Recreation and staying active are important in retirement. Whether it’s hobbies, travel, or gym memberships, budgeting for these will help you live life to the fullest.
Your social life is important too. Dining out, entertainment and social events can add up, so you need to budget for these activities.
And finally, transportation costs. Whether you use public transport or own a car, you need to budget for these.
By factoring in these costs, you can create a retirement strategy that will support your comfortable and happy lifestyle.
Financial Strategies
A well-planned retirement strategy will help you achieve your goals and have a secure financial future. One of the strategies we adopted is to maximise your super contributions. By contributing as much as you can to your super fund you can increase your retirement income and get tax benefits.
Debt management is also important. Paying off high-interest debt before retirement will reduce your expenses and give you more of your income for other uses.
Investing in a diversified portfolio will generate extra income and security. You should seek professional advice to create an investment plan that suits your risk tolerance and goals.
Tax planning is another big one. Knowing how your retirement income will be taxed and planning for it will help you maximise your income and minimise your tax.
And finally estate planning so your assets are distributed as you want. Having a will and powers of attorney will give you peace of mind and protect your loved ones.
By following these strategies, you can create a retirement plan that supports your financial goals and future.
Debt and Savings
Managing debt and savings is important in the lead up to retirement.
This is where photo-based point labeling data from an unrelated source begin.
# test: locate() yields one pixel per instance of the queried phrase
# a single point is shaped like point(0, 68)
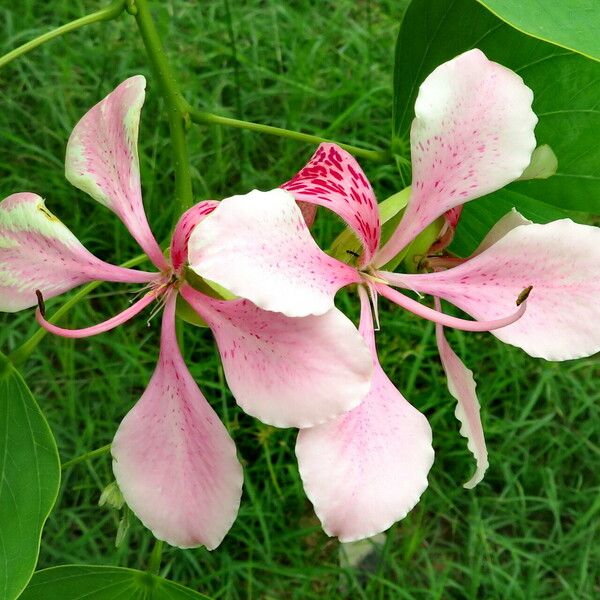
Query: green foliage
point(573, 24)
point(78, 582)
point(529, 530)
point(29, 479)
point(566, 88)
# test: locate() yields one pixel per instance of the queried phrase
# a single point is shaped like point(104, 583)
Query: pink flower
point(173, 459)
point(473, 133)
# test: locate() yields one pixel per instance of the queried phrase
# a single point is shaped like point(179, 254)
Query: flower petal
point(334, 179)
point(461, 386)
point(366, 469)
point(173, 459)
point(287, 372)
point(473, 134)
point(561, 260)
point(102, 160)
point(181, 236)
point(37, 252)
point(508, 222)
point(258, 247)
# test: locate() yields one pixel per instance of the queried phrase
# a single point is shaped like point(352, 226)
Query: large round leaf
point(566, 87)
point(80, 582)
point(573, 24)
point(29, 480)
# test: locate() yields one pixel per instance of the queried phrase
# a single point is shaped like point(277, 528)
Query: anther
point(41, 303)
point(524, 295)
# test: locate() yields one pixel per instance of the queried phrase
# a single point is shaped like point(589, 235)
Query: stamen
point(438, 317)
point(374, 304)
point(160, 304)
point(138, 293)
point(95, 329)
point(41, 303)
point(396, 279)
point(524, 295)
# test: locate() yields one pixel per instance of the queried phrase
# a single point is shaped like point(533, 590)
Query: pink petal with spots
point(452, 216)
point(287, 372)
point(334, 179)
point(258, 247)
point(561, 260)
point(173, 459)
point(37, 252)
point(181, 236)
point(366, 469)
point(102, 160)
point(461, 386)
point(473, 134)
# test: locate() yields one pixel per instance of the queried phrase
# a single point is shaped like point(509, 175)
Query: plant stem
point(155, 558)
point(177, 107)
point(86, 456)
point(21, 354)
point(104, 14)
point(198, 116)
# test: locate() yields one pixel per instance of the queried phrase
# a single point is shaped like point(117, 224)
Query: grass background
point(529, 530)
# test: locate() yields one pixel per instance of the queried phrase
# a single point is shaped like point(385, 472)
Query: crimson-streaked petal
point(102, 160)
point(258, 247)
point(334, 179)
point(561, 260)
point(38, 252)
point(287, 372)
point(181, 236)
point(473, 133)
point(366, 469)
point(461, 386)
point(173, 459)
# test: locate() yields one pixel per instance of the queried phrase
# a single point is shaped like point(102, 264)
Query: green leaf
point(480, 216)
point(572, 24)
point(29, 480)
point(81, 582)
point(566, 87)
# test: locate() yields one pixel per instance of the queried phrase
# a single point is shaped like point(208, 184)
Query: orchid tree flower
point(473, 134)
point(173, 459)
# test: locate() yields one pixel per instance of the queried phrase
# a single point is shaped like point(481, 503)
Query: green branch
point(21, 354)
point(175, 103)
point(198, 116)
point(104, 14)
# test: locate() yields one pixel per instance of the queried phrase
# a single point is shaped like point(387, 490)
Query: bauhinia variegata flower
point(473, 133)
point(173, 459)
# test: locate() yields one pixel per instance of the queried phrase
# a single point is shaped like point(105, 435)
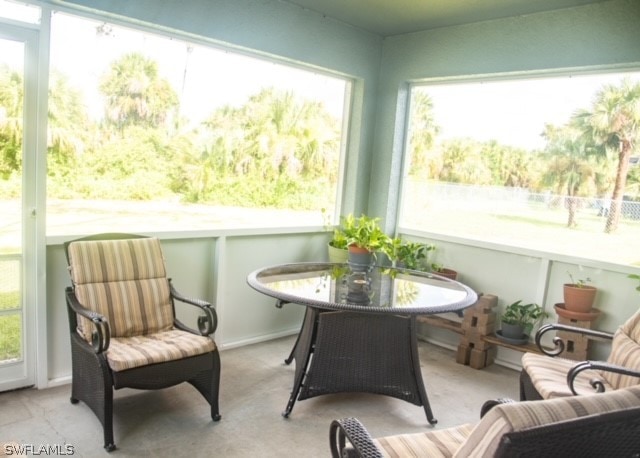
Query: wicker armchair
point(581, 426)
point(549, 375)
point(123, 328)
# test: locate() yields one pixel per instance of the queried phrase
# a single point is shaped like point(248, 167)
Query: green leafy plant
point(364, 232)
point(409, 255)
point(580, 282)
point(524, 315)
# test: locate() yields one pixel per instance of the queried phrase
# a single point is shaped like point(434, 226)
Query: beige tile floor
point(255, 388)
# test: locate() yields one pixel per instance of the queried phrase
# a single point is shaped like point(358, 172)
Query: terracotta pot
point(360, 259)
point(338, 255)
point(579, 298)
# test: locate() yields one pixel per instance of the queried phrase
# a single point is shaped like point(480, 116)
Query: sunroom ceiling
point(394, 17)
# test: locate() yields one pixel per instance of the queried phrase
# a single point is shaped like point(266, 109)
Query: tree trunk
point(618, 188)
point(572, 205)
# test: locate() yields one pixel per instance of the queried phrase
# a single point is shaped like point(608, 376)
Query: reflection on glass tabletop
point(376, 289)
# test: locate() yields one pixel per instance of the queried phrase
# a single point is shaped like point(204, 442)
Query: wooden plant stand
point(478, 322)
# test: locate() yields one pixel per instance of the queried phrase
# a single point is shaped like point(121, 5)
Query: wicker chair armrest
point(101, 335)
point(488, 405)
point(596, 383)
point(558, 343)
point(207, 322)
point(358, 436)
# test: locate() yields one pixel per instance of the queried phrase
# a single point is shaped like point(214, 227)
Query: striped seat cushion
point(434, 444)
point(485, 437)
point(549, 376)
point(130, 352)
point(625, 351)
point(124, 280)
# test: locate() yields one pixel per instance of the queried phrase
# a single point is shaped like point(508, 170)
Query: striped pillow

The first step is to pay off high-interest debt like credit cards. Reducing these expenses will give you more of your income for savings and investments.
You should also build an emergency fund. Aim to save 3 to 6 months’ worth of living expenses in an easily accessible savings account. This fund will be a financial buffer for unexpected expenses.
Maximising your super contributions is another strategy. By contributing as much as you can to your super fund you can increase your retirement income and get tax benefits.
Regular review of your budget will help you stay on track to your retirement goals. Adjust your spending and saving habits as needed.
We are not financial planning experts by any means but we found that by following these tips, we are confident of a secure financial future and enjoy a comfortable retirement.